A strong weather system is forecast to bring snow, rain, wind, and waves to portions of the U.S. East Coast tomorrow; while temperatures will soar ahead of the system, they are forecast to dramatically drop behind it, especially across the northern tier.
An area of low pressure is forecast to develop over the Texas Panhandle and Oklahoma by tomorrow morning before tracking northeastward along an attached cold front as it advances across the Mississippi Valley. As the advancing cold front clashes with the warm and moist airmass tonight, a line of thunderstorms is expected to develop across North Texas and Oklahoma. The potential exists for storms to produce damaging wind gusts, large hail, and isolated tornadoes in this region. The severe weather threat is expected to shift eastward along the cold front and into parts of the lower Mississippi Valley, Mid-South and Southeast on Thursday.
With plenty of moisture to work with, the threat of heavy rain also exists from parts of the Southern Plains to the Appalachians through Thursday night. There are expected to be two main modes of heavy rainfall that may lead to flash flooding; the first is associated with intense rainfall rates related to thunderstorms and the second is related to widespread heavy rain along the strong cold front. Both are expected to lead to widely scattered flooding concerns. Thunderstorm-induced heavy rain is most likely across the southernmost affected areas, particularly from the southern Plains to the southern Appalachians between Wednesday night and Thursday night. Farther north, flood watches are in effect from portions of southern Missouri, central Illinois, across much of Indiana into the eastern Great Lakes, where the combination of longer duration heavy rain along with melting snow is
expected to cause flooding concerns.
On the cold side of the system, a swath of potentially heavy snow is possible from northern Oklahoma to southern Michigan on Thursday, with wintry weather also clipping the northern tip of Maine by Friday morning. Gusty winds will also accompany this system, which will combine with snowfall to severely reduce visibility. A wintry mix, including areas of sleet and freezing rain, will likely fall just to the south of the heaviest axis of snow. Winter Storms Watches are in effect for the locations most likely to see significant snowfall or a combination of snow and a wintry mix. This includes far northern Oklahoma, eastern Kansas, northern central Missouri, north-central Illinois, northern Indiana, and southern Michigan.

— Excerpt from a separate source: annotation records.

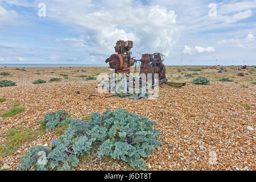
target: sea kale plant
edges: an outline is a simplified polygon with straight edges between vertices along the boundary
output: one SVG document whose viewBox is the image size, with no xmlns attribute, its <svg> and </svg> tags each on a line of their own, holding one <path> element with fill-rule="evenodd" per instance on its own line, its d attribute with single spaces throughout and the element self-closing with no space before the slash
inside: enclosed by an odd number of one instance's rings
<svg viewBox="0 0 256 182">
<path fill-rule="evenodd" d="M 0 80 L 0 87 L 11 86 L 16 86 L 16 83 L 15 82 L 10 80 Z"/>
<path fill-rule="evenodd" d="M 232 82 L 233 81 L 232 80 L 229 80 L 229 78 L 222 78 L 220 79 L 220 81 L 229 81 Z"/>
<path fill-rule="evenodd" d="M 7 73 L 7 72 L 1 72 L 0 73 L 0 75 L 3 75 L 3 76 L 7 76 L 7 75 L 10 75 L 10 73 Z"/>
<path fill-rule="evenodd" d="M 192 83 L 197 85 L 210 85 L 210 81 L 205 77 L 200 76 L 194 79 Z"/>
<path fill-rule="evenodd" d="M 19 170 L 70 170 L 77 166 L 79 156 L 90 154 L 93 146 L 99 146 L 97 154 L 99 158 L 110 156 L 142 169 L 146 164 L 141 157 L 148 156 L 161 144 L 158 139 L 158 131 L 152 128 L 156 125 L 154 121 L 122 109 L 107 111 L 102 115 L 94 113 L 89 122 L 65 118 L 64 113 L 61 111 L 58 115 L 45 115 L 47 125 L 53 121 L 54 123 L 59 123 L 62 118 L 62 122 L 69 123 L 69 127 L 58 140 L 52 140 L 51 146 L 31 147 L 22 156 Z M 51 129 L 56 125 L 51 125 Z M 100 146 L 93 145 L 94 142 Z"/>
<path fill-rule="evenodd" d="M 46 81 L 44 81 L 44 80 L 43 80 L 41 79 L 39 79 L 32 82 L 33 84 L 45 84 L 45 83 L 46 83 Z"/>
</svg>

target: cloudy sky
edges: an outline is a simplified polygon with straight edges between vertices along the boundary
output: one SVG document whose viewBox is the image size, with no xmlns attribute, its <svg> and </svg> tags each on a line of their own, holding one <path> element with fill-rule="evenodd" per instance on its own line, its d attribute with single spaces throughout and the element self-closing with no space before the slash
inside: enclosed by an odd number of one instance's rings
<svg viewBox="0 0 256 182">
<path fill-rule="evenodd" d="M 256 65 L 255 36 L 256 0 L 0 0 L 0 64 L 104 65 L 122 39 L 137 59 Z"/>
</svg>

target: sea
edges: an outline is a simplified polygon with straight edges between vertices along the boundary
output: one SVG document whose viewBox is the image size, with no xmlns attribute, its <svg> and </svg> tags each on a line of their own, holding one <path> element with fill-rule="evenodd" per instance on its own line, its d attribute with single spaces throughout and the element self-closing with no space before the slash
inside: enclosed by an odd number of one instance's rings
<svg viewBox="0 0 256 182">
<path fill-rule="evenodd" d="M 107 64 L 0 64 L 0 67 L 108 67 Z"/>
</svg>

As the storm system heads east, milder air will surge up the coast. Highs will rise into the 70’s from central Virginia south; 80’s are possible as far north as central Georgia. Temperatures will also surge into the low to mid 50’s across northern New England, adding to the snow melt there.

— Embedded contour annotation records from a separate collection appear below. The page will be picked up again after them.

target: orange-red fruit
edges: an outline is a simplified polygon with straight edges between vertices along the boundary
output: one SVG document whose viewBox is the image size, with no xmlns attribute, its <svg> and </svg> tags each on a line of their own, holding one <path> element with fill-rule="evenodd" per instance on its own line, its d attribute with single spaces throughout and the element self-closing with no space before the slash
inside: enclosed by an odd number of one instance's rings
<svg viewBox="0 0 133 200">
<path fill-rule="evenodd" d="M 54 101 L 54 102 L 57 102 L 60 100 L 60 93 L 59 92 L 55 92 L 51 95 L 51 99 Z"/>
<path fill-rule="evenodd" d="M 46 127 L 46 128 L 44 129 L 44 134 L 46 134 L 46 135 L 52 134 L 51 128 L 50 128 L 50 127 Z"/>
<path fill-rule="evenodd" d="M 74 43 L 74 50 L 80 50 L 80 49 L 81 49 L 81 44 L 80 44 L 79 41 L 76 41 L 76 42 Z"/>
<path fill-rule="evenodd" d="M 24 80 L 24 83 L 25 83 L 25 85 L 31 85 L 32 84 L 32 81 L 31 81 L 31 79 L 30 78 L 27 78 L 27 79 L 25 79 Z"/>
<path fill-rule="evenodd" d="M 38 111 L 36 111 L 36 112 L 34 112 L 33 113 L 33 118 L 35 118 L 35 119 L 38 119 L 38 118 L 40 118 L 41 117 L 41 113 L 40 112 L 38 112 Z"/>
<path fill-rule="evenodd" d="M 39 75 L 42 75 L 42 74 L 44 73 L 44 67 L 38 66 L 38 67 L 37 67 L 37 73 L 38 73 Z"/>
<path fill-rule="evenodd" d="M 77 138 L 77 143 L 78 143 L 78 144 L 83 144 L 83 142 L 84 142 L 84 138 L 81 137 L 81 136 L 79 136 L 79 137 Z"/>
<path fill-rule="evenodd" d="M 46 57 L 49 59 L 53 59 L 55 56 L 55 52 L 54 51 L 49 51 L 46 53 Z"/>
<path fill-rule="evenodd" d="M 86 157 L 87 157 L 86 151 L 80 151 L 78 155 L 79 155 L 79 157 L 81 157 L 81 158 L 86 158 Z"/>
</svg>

As winds rush up ahead of the frontal system and down behind it, they could reach damaging levels, especially at the immediate coast. In southeastern New England, winds are expected to gust to hurricane-force levels in the high 70 mphs. Winds will be breezy and strong across much of the eastern United States, with gusts to or over 40 mph expected in every state east of and including Michigan, Illinois, Kentucky, and Tennessee.
Strong winds will also kick up rough surf along the northeast coast. While the highest waves with heights over 25 feet will be off-shore, rough surf will pound the New England coastline, leading to possible coastal flooding or beach erosion conditions. People in areas susceptible to coastal flooding should monitor conditions and be prepared to head to higher ground if authorities suggest so.
With more mild air to work with than cold, most precipitation will fall as rain, especially in the Northeast and Mid Atlantic regions. However, some heavy snow is possible over extreme northern Vermont as colder air rushes in behind the frontal system.